I’ve been waiting for Google Reader to roll out the feed recommendation service that just popped into my feed reader yesterday. I think this service will actually be far more useful for people who consume a ton of feeds than it will for those who are casual feed readers. This assertion isn’t based on any facts, it’s just a hunch that those who already read a lot of feeds are generally interested in reading even more feeds. Making previously-unknown feeds available to that audience (and I put myself in that audience) will likely lead to that audience consuming even more feeds.
Even though the first version of this feature is very rudimentary, it looks like Google has the 4 things you really need to build a great feed collaborative filtering product:
Large number of feed readers – Having a large number of readers does two things. Assuming the readers are not completely homogeneous, you get a wide variety of feeds to use as inputs into your collaborative filtering engine.
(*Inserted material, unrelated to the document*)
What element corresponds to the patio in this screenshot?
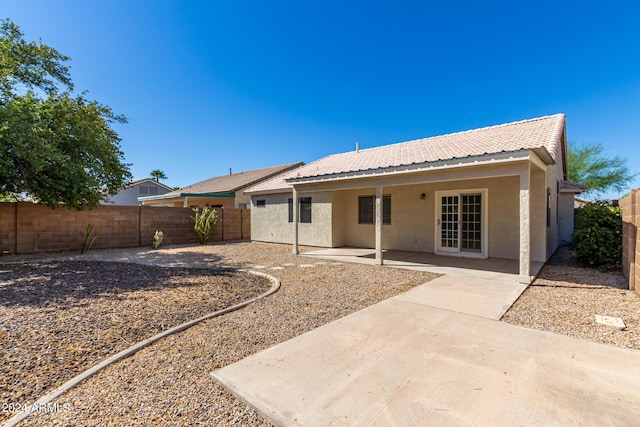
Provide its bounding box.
[300,247,544,283]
Second, having a large audience of feed readers gives you a bigger pool of people over whom to make inferences about what feeds a user will like based on what the community is doing.
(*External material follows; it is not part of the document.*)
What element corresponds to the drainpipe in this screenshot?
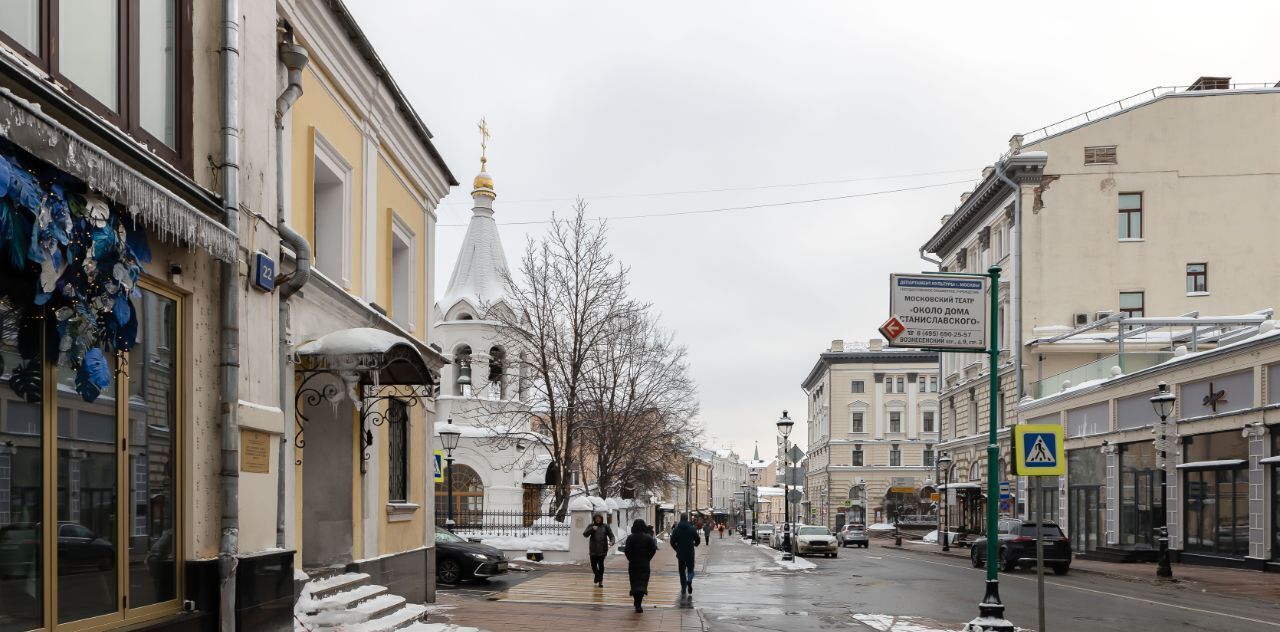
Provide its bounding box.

Good data on feed subscribers – The simplest way to divine the popularity of a given feed is to look at how many subscribers it has. Google owns Feedburner, which probably has more data about feed subscribers than any other single service on the web. Using subscriber numbers as a really rough proxy for popularity ought to be enough to get you started.
Attention data on which feeds and items are read and shared – The trends tab in Google Reader exposes how I interact with the feeds to which I subscribe. How often they post, how often I read them, what percentage of feeds to which I subscribe I subsequently ignore, etc. This is the kind of attention data you need to combine with the good data on feed subscribers to figure out how popular a given feed is in practice. There are some other relevant indicators, such as trackbacks, comments, and the like that also give you some sense for user engagement with the content.
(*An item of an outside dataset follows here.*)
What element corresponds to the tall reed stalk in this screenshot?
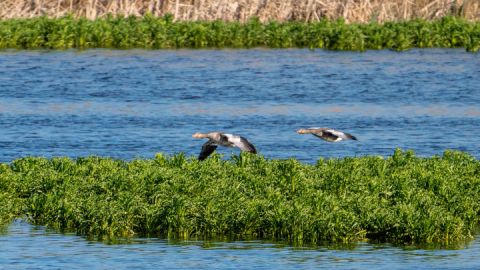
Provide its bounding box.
[0,0,480,23]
Computing horsepower to perform collaborative filtering – It takes some good computer science and some good hardware to do the number crunching and algorithm development to make a good collaborative filtering solution work. Anyone question whether Google has both of these things?
I’m glad to see that Google released this product. As a former Googler myself, I think these are the kinds of products that will get Google to be more social. The way forward is likely in what I would describe as “passively social” products that leverage data in the background without explicit user action (tagging, labeling, voting, etc) as opposed to “actively social” products that require a lot of explicit action by users.